Ox Eye, I have no problem with you, just with ethanol and the problems it causes. Like you, I don't like pouring booze in my engines. I see it more as a political mess, not just a business mess. And yes, I will buy from those companies going the extra mile. For me, Browder's is most convenient. I have zero connection with them, and if Cape Royale and Wolf Creek handle non ethanol and they were the most convenient, I would buy from them. Supporting the businesses that carry it is all I know to do.

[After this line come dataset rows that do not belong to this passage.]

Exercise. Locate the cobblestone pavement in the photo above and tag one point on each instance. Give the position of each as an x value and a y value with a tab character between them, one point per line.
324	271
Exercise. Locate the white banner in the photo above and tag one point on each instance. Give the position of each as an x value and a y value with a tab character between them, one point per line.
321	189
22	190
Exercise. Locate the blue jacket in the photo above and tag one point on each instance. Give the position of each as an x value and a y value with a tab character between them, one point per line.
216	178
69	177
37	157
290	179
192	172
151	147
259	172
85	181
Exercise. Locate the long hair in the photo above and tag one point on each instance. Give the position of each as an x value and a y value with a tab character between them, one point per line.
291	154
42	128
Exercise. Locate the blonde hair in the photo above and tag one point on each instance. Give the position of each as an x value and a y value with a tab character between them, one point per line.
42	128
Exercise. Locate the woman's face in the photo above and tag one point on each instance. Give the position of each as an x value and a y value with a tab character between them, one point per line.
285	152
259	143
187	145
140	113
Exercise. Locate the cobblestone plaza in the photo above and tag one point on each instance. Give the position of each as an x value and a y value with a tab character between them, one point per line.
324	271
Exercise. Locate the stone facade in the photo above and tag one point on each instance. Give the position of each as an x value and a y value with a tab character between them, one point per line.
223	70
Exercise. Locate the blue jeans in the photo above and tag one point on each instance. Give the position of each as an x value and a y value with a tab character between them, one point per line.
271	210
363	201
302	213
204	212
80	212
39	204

I find this part of your write up most interesting:
_Now, of course, that information begs the broader question of the circumstances involved where Louisiana can not only adequately supply its own 300+ businesses but the bulk of Texas businesses, as well, while Texas can't seem to manage supplies for way less than a third if the businesses Louisiana can handle._

_For over a year I have been asking why Texas has so fewer ethanol-free providers than all __those other states__. This recent information, I think, makes the answer all the more imperative. _

_How can anyone not be even the least bit curious?_

I do appreciate your efforts, sincerely. Maybe you started something, there are 3 suppliers on the south or east side of Lake Livingston now.


----------



## Ox Eye (Dec 17, 2007)

Whitebassfisher said:


> Ox Eye, I have no problem with you ...


Not sure what prompted that. I greatly appreciate you cluing me into Browders. It saved me several hours of driving time going to Louisiana.

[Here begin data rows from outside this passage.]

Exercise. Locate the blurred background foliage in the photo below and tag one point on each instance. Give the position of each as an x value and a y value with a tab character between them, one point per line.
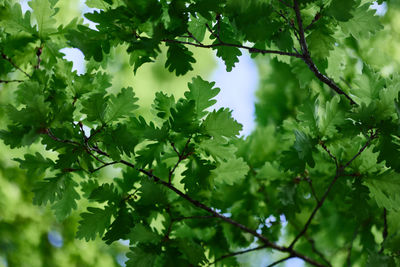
31	236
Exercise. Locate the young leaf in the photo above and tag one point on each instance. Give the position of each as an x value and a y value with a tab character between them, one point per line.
383	188
94	222
179	59
202	93
35	164
219	124
63	207
230	172
122	105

I readily admit being very passionate about the non-ethanol issue and it could be some of my zeal bled through my comments to you, causing you to think I was being contentious. I was not! Were we to ever meet, I would gladly shake your hand and, quite possibly, hug your neck.











Whitebassfisher said:


> I find this part of your write up most interesting:
> _Now, of course, that information begs the broader question of the circumstances involved where Louisiana can not only adequately supply its own 300+ businesses but the bulk of Texas businesses, as well, while Texas can't seem to manage supplies for way less than a third if the businesses Louisiana can handle._
> 
> _For over a year I have been asking why Texas has so fewer ethanol-free providers than all __those other states__. This recent information, I think, makes the answer all the more imperative. _
> ...


It's certainly welcome news, but I don't think I deserve any credit for it. It does point out the fact that there is a market out there for non ethanol. And that makes the answer all the more important.

Any chance I could enlist you in the quest?


----------



## Whitebassfisher (May 4, 2007)

No problems, we are both on the same side.
I feel certain that the ethanol is blended at the distribution terminals, not at the refineries. For some reason, LOL, the pipeline owners don't want ethanol in their pipes, and don't allow it. I can't imagine why.


----------



## Ox Eye (Dec 17, 2007)

Whitebassfisher said:


> No problems, we are both on the same side.


PM sent.


----------